Monkeys' album worthy transition
Published April 27, 2007
Is it possible to live up to having a debut album named the fifth best British album ever released by a certain high-profile British rock magazine — even ahead of every album by such unknowns as The Beatles, The Clash and Blur — on the day it was released? The short answer is "no," but last year, the Arctic Monkeys gave it a hell of a try.
Their world-ending debut, Whatever People Say I Am, That's What I'm Not, didn't even seem like that much to get worked up about. It was brash, straightforward and defiant. At times, it sounded like a ska record, at others, a punk record and sometimes even like a ska-punk record. It had many exhilaratingly great songs and few dreadful ones. In short, it sounded exactly like what it was: an album made by four self-taught teens in a post-Libertines/Strokes United Kingdom.
And that's not to short-change it because it remains a brilliant and fun record, one of the year's best releases, and at the very least, it is a superb first album from a band that had more pressure on it than Tony Blair and the Queen of England combined.
But Whatever People Say I Am, That's What I'm Not is not really a befitting motto for the band's leader/mastermind Alex Turner, a kid who was widely (and wisely) praised for being as quick with his pen as he was with his guitar pick. On that album, Turner drafted a whip-smart and hilarious look at British life as he saw it, a world rife with posers, dickhead cops, prostitutes, brawlers and bawlers. If Whatever People Say revealed him as one of contemporary rock's sharpest and most observant songwriters, then Favourite Worst Nightmare shows him to be one of it's most cerebral.
Turner, for the most part, navigates the same waters here as he did on Whatever People Say, but the songs ooze with more conceit, resignation and at times, resentment.
"Fluorescent Adolescent" nicks the portrait of a prostitute from last album's "When the Sun Goes Down," but it trades in that song's foreboding warnings for rearview mirror gazing.

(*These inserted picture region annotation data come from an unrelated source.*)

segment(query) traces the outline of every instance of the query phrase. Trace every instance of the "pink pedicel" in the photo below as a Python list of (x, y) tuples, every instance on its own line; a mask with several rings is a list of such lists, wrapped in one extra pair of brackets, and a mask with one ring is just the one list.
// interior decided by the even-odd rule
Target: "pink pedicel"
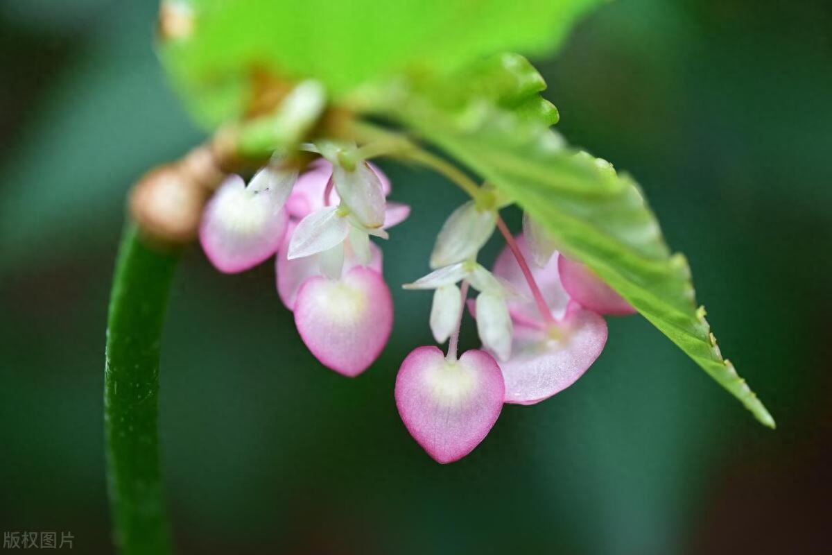
[(396, 377), (396, 407), (404, 426), (443, 464), (483, 441), (500, 415), (504, 394), (497, 362), (477, 349), (449, 361), (437, 347), (418, 347)]
[[(530, 252), (525, 238), (517, 235), (515, 240), (527, 260)], [(545, 322), (532, 300), (508, 305), (517, 325), (512, 355), (500, 362), (506, 403), (534, 404), (562, 391), (583, 375), (607, 343), (604, 319), (571, 300), (563, 287), (558, 269), (561, 258), (555, 252), (546, 266), (532, 269), (553, 321)], [(493, 272), (518, 290), (528, 291), (528, 284), (508, 246), (498, 257)]]
[(505, 402), (534, 404), (562, 391), (592, 365), (607, 343), (604, 319), (570, 304), (554, 327), (514, 327), (512, 355), (500, 362)]
[[(514, 240), (523, 257), (527, 260), (531, 260), (531, 252), (525, 236), (520, 234), (515, 235)], [(569, 295), (561, 284), (560, 273), (557, 270), (558, 258), (560, 255), (555, 252), (549, 259), (548, 264), (542, 268), (536, 265), (529, 266), (534, 280), (537, 283), (537, 286), (543, 295), (543, 300), (556, 320), (563, 316), (569, 302)], [(508, 302), (508, 311), (511, 313), (512, 318), (518, 323), (527, 325), (541, 324), (540, 311), (531, 298), (526, 278), (508, 246), (503, 249), (497, 257), (493, 271), (494, 275), (505, 280), (516, 290), (523, 293), (527, 297), (524, 300), (513, 300)]]
[(623, 316), (636, 314), (630, 303), (601, 280), (586, 265), (558, 257), (557, 267), (563, 288), (574, 300), (598, 314)]
[(235, 274), (277, 251), (287, 221), (283, 207), (268, 191), (248, 191), (241, 177), (230, 176), (206, 206), (200, 242), (217, 270)]
[(327, 368), (349, 377), (379, 357), (393, 329), (393, 298), (381, 274), (359, 266), (339, 280), (307, 279), (295, 302), (304, 343)]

"Teddy Picker" follows along the bouncy lines of "Fake Tales of San Francisco," but instead of unleashing his backhanded vitriol on bandwagoners, it's the music press. Where "Fake Tales" sounded annoyed, "Teddy Picker" sounds pissed, but it's no less stinging ("Sorry sunshine it doesn't exist/ It wasn't in the Top 100 list").
Turner's change in song matter is even more apparent here on the ballads. Whatever People Say's slow-burners were pub sing-alongs, but on Favourite, they drip with regret and sorrow.
"Only Ones Who Know," a stunning keyboard and slide-guitar-only lounge ballad, sees Turner lamenting his own loneliness. "Do Me a Favour" one-ups it with an outro of guitar smashing that immediately resonates as the band's most emotional recorded moment.
Musically, the rest of the band thrashes harder and darker than before. Confidence and swagger abound from this record, especially in drummer Matt Helders, who pounds his kit ragged from song one to 12. If Turner is taking a step back to peer further lyrically inward, his band is darting and plowing forward.
Favourite Worst Nightmare doesn't best its predecessor, but all things considered, it's a near triumph for the Monkeys. And though the music isn't any better per se, the band itself — Turner and Helders especially — has improved and matured two-fold.
Where this album will stand in the band's canon five albums from now obviously remains to be seen, but it looks to be a winning transition. It is the album in which the Monkeys stepped into a dark alley and emerged with 30 pounds of gained muscle, wiping a tear from their eyes.